This is what Chris Paul and Blake Griffin have done to Los Angeles.
L.A. is still a Lakers town — it’s the one generational team in Los Angeles, where your grandfather rooted for them, your dad and you — but the Clippers are changing the conversation among the youngest generations.
Like Lakers coach Mike Brown’s son Elijah, who plays for area hoops powerhouse Mater Dei now. This is what he’s hearing, according to Kevin Ding of the Orange County register.
These days, Elijah has heard most about why the Clippers seem to be rising and the Lakers have not.
“Does your dad still think they can beat the Clippers?” Elijah said he hears often. “Can they still win? They haven’t done anything.”

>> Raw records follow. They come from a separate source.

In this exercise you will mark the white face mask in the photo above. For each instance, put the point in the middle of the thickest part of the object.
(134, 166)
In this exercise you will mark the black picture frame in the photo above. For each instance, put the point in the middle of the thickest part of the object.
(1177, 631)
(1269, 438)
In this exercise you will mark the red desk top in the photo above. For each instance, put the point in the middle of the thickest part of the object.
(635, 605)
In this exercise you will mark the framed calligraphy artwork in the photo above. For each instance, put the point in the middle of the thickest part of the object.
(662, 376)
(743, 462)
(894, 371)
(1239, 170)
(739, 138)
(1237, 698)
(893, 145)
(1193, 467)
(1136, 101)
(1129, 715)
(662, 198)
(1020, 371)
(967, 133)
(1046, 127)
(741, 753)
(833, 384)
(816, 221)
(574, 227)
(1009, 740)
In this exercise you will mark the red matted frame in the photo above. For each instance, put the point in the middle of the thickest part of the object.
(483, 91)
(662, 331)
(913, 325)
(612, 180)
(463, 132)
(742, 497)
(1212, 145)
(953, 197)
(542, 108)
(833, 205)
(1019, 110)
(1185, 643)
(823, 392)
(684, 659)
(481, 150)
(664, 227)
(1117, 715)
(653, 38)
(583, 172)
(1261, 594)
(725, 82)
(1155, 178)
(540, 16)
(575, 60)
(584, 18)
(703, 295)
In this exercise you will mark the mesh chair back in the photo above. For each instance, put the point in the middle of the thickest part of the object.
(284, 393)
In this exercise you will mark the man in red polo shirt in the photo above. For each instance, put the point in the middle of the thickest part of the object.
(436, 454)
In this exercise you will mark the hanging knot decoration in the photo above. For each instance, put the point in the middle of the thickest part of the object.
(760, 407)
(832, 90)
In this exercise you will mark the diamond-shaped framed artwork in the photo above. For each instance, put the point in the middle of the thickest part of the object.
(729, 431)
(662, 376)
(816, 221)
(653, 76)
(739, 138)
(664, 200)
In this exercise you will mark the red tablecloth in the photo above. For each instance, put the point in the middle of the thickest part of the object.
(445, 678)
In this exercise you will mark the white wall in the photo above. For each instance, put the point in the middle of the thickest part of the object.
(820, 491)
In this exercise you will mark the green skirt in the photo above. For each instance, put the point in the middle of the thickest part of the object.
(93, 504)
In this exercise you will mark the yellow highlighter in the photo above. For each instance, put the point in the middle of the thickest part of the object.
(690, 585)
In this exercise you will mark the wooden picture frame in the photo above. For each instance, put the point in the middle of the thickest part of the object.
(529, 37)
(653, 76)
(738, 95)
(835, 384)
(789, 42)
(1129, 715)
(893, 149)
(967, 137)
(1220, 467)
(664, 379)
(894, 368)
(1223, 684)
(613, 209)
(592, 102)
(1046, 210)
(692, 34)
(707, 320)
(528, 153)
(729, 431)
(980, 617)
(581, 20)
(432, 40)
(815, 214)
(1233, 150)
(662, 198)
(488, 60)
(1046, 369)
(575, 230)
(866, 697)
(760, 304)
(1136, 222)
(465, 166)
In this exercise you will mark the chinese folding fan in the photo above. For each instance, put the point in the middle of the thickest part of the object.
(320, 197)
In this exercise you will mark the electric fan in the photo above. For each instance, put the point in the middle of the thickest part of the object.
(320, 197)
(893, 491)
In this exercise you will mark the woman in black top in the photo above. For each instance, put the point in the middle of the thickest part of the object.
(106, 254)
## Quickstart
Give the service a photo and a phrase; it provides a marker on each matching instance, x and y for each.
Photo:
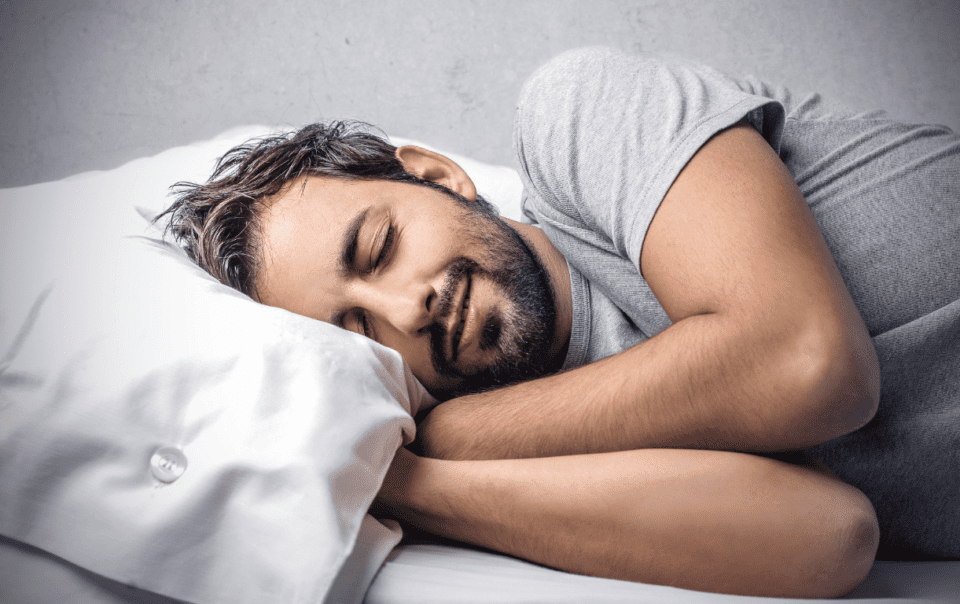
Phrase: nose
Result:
(407, 307)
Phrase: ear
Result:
(427, 165)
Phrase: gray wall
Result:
(90, 84)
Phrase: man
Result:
(682, 298)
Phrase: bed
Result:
(164, 439)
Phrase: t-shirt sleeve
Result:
(601, 135)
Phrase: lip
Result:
(458, 319)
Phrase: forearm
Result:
(702, 383)
(712, 521)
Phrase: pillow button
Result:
(168, 464)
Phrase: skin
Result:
(766, 353)
(396, 290)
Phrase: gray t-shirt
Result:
(600, 137)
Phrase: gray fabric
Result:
(600, 136)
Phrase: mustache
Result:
(459, 269)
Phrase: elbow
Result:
(836, 375)
(855, 536)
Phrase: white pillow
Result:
(121, 361)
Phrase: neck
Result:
(556, 266)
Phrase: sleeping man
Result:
(713, 274)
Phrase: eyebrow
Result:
(347, 262)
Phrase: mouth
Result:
(459, 320)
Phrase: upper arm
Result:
(734, 237)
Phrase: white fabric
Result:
(114, 344)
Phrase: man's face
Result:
(455, 291)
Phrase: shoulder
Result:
(585, 74)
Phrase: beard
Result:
(520, 329)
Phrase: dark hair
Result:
(217, 223)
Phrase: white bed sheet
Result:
(426, 572)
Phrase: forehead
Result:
(301, 230)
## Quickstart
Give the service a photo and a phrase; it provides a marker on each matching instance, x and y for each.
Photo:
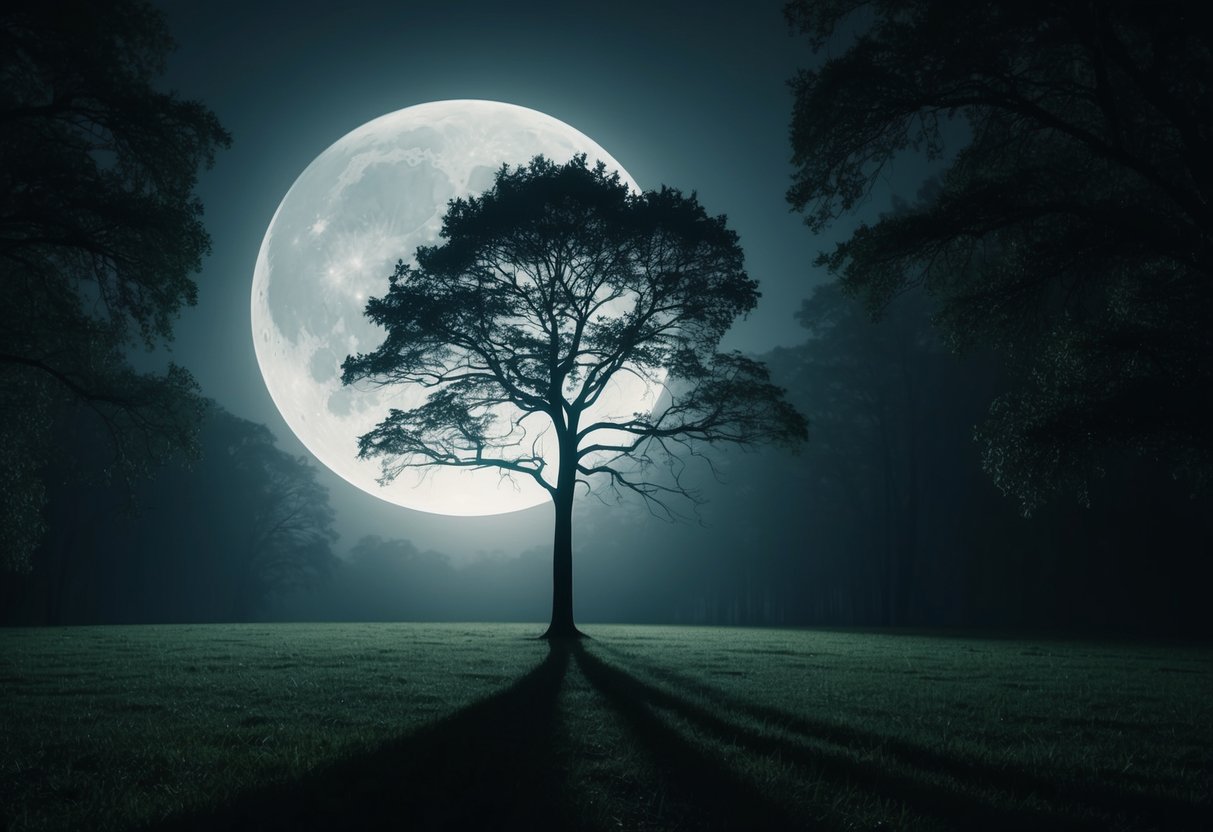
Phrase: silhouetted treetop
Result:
(546, 290)
(100, 233)
(1072, 228)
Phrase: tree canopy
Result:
(1071, 227)
(550, 286)
(100, 233)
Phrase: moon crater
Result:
(366, 201)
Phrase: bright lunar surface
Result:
(365, 203)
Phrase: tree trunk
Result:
(562, 569)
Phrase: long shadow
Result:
(712, 793)
(488, 767)
(954, 809)
(1157, 808)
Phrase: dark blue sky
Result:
(690, 95)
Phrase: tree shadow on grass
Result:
(913, 776)
(488, 767)
(707, 793)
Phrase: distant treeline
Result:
(886, 518)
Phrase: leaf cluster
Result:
(100, 228)
(545, 291)
(1070, 228)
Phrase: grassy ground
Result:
(645, 728)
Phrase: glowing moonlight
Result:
(366, 201)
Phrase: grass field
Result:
(641, 728)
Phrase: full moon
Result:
(366, 201)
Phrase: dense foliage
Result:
(100, 232)
(547, 289)
(1072, 226)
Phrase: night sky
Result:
(694, 101)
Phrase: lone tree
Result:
(553, 283)
(1074, 227)
(100, 232)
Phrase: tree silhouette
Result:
(547, 288)
(1072, 229)
(100, 231)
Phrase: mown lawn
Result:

They haven’t done anything? Um, there were these two titles in the last three years… oh, forget it. Not going to try to explain this “ancient” history to high schoolers.
The point is this — Griffin and CP3 are changing perceptions and allegiances in Los Angeles. The Clippers are young and exciting, they win with dramatic highlights. They are the team with the brighter future (if owner Donald Sterling doesn’t screw it up).
It’s not a sea change — a decade or more of Dodgers-quality ownership — to really screw up the Lakers franchise. But for the near term, there are a lot of Clippers fans in Los Angeles.